Still, they might have some teapots on the programme today, if she was lucky. Agnes liked teapots. They were a passion of hers. Old ones, obviously, and some of the more unusual, novelty ones too. Not to use, of course. Oh, no, she had to admit that, being by herself so much of the time, a teabag dunked straight into a cup of hot water did the trick quite nicely these days. But there was something undeniably beautiful about teapots. To look at, and to touch. Such smooth shapes, such elegant spouts and handles. In fact, she’d built up quite a nice collection over the years, even if they were all boxed up in William’s garage now because she didn’t have the room.
She sighed. What was the use of thinking about all that stuff? Her life had changed, and she knew full well it was never going to change back again. At least having the telly on, perhaps a bit louder than necessary, might just help to drown out all the incessant noise.
*
The plane lurched as it hit yet another air pocket, knocking a passing stewardess, hip first, into the side of Patsy’s seat.
‘Sorry, Madam.’ The girl carried on up the aisle, totally unfazed, small uniformed hips wiggling easily from side to side. All in a day’s work, probably. Patsy closed her eyes, took a deep breath, and thanked God she didn’t have to do a job like that.

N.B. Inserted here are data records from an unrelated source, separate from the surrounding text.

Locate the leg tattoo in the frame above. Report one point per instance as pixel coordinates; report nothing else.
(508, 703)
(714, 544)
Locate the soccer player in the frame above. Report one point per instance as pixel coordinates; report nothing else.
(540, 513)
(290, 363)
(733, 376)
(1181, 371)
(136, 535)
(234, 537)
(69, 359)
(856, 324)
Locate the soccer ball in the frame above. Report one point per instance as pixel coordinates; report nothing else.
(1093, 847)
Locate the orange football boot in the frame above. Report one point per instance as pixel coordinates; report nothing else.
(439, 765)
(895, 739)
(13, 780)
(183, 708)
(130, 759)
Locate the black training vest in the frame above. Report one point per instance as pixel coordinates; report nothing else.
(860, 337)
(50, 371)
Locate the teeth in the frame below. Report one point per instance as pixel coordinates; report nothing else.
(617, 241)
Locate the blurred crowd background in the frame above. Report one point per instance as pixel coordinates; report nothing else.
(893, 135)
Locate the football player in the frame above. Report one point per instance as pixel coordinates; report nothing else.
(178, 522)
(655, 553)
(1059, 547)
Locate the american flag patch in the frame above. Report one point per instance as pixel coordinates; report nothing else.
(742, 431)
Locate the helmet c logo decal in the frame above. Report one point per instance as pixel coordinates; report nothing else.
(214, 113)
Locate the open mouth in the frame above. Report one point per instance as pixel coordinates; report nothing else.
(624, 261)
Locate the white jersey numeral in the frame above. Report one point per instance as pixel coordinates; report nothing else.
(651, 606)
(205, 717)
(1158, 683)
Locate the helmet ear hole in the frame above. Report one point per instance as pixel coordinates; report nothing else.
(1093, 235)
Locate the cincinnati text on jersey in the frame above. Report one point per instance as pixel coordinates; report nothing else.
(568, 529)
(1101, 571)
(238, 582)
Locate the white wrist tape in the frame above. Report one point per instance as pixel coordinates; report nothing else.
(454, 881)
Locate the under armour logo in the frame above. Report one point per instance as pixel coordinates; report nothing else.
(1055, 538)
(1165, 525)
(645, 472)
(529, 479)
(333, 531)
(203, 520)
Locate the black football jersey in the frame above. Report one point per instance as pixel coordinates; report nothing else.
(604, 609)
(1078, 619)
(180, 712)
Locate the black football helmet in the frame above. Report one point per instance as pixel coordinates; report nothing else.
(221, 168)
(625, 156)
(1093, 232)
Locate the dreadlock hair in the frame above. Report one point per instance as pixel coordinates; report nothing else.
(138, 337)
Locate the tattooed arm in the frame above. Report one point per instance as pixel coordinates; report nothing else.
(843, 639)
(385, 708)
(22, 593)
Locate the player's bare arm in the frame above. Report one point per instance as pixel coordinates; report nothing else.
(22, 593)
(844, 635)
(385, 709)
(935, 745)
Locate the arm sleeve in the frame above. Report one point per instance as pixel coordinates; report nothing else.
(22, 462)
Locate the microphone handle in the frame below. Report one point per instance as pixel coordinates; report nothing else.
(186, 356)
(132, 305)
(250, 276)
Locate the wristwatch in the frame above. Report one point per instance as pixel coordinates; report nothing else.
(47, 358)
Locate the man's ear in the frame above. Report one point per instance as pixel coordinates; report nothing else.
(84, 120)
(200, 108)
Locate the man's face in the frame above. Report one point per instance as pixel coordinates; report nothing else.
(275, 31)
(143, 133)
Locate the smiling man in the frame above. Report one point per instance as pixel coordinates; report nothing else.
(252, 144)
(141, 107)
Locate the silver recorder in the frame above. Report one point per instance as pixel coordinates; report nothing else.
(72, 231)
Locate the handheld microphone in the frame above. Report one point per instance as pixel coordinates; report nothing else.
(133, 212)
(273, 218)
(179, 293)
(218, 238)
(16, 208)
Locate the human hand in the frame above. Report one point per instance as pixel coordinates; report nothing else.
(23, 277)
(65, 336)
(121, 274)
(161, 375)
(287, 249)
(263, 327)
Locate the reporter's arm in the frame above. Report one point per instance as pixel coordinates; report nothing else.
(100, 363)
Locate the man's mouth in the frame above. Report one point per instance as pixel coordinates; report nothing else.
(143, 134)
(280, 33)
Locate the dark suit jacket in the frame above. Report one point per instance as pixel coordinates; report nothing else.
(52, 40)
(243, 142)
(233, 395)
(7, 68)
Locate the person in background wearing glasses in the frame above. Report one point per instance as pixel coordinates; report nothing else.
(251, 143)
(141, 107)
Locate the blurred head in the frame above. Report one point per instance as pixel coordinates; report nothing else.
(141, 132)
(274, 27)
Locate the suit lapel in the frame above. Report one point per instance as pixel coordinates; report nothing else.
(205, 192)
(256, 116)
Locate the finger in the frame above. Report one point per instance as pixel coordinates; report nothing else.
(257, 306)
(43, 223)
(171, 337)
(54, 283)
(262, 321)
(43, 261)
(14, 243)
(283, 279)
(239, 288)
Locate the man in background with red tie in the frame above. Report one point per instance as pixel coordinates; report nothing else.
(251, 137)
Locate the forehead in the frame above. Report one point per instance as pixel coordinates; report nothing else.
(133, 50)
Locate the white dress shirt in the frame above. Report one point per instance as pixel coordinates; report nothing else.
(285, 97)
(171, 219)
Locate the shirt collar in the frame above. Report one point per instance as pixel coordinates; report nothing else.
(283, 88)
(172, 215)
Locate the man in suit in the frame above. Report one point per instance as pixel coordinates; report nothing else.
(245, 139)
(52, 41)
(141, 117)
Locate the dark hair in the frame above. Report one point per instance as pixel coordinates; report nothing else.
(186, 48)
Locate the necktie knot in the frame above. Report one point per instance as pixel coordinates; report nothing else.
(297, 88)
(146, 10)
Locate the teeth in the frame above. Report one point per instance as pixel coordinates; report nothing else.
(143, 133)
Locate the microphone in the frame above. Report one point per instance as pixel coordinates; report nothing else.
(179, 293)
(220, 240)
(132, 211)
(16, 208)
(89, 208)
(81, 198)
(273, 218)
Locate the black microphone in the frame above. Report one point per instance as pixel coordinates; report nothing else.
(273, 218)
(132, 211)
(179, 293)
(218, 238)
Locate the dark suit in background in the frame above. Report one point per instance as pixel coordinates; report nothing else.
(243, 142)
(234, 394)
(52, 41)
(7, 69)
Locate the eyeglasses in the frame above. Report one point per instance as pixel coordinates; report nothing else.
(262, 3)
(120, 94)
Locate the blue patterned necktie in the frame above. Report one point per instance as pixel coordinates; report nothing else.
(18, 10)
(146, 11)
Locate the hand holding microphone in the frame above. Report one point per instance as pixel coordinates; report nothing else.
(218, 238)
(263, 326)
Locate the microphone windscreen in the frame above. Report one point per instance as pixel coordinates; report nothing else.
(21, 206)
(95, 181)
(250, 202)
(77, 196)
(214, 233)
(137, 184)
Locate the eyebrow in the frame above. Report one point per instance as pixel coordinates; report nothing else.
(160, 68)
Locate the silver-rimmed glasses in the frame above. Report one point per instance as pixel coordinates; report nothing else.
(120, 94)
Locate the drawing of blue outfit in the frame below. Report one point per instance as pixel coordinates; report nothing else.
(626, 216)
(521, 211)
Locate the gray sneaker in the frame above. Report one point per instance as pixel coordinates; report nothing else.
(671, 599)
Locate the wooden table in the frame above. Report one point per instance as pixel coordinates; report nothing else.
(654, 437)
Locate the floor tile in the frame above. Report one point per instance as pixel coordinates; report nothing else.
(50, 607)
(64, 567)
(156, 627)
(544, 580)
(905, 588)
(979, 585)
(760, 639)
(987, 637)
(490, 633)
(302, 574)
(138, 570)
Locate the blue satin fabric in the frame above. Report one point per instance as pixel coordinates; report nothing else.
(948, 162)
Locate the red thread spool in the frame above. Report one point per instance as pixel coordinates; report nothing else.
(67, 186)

‘It’s just a bit of turbulence, sweetheart.’ Michael picked up Patsy’s hand and stroked it reassuringly, fingering the new diamond ring that sparkled under the overhead lights. The ring he had laughingly told her he still couldn’t quite get used to, even though he’d put it there himself, only two days before. ‘Nothing to worry about. We’ll be landing soon.’
Patsy smiled at him, trying really hard not to be sick. She was not a good air traveller, and if there was one thing guaranteed to put a man off for life, it was watching a girl being sick. She’d done it once, after a party. Vomited all over the front seat of some boy’s shiny new car. She could still remember the acid taste and the pervasive smell of it, clogging her nostrils, caked onto her dress and mixed into her hair, as it spewed out between her trembling fingers when she tried to hold it back. The huge dollops of it running down the upholstery and onto the rubber mat at her feet. And the look of utter horror on the boy’s face as he pulled over and stopped the engine and watched her lean out over the kerb, spilling the remaining contents of her alcohol-fuelled stomach all over the road. She could no longer remember his name, but she would never ever forget that face. Or that feeling.
Oh, no, if she was going to be sick, it had to be somewhere else, out of sight, away from Michael. She stood up, unsteadily. ‘Won’t be long,’ she said, slipping her hand out of his and edging into the aisle.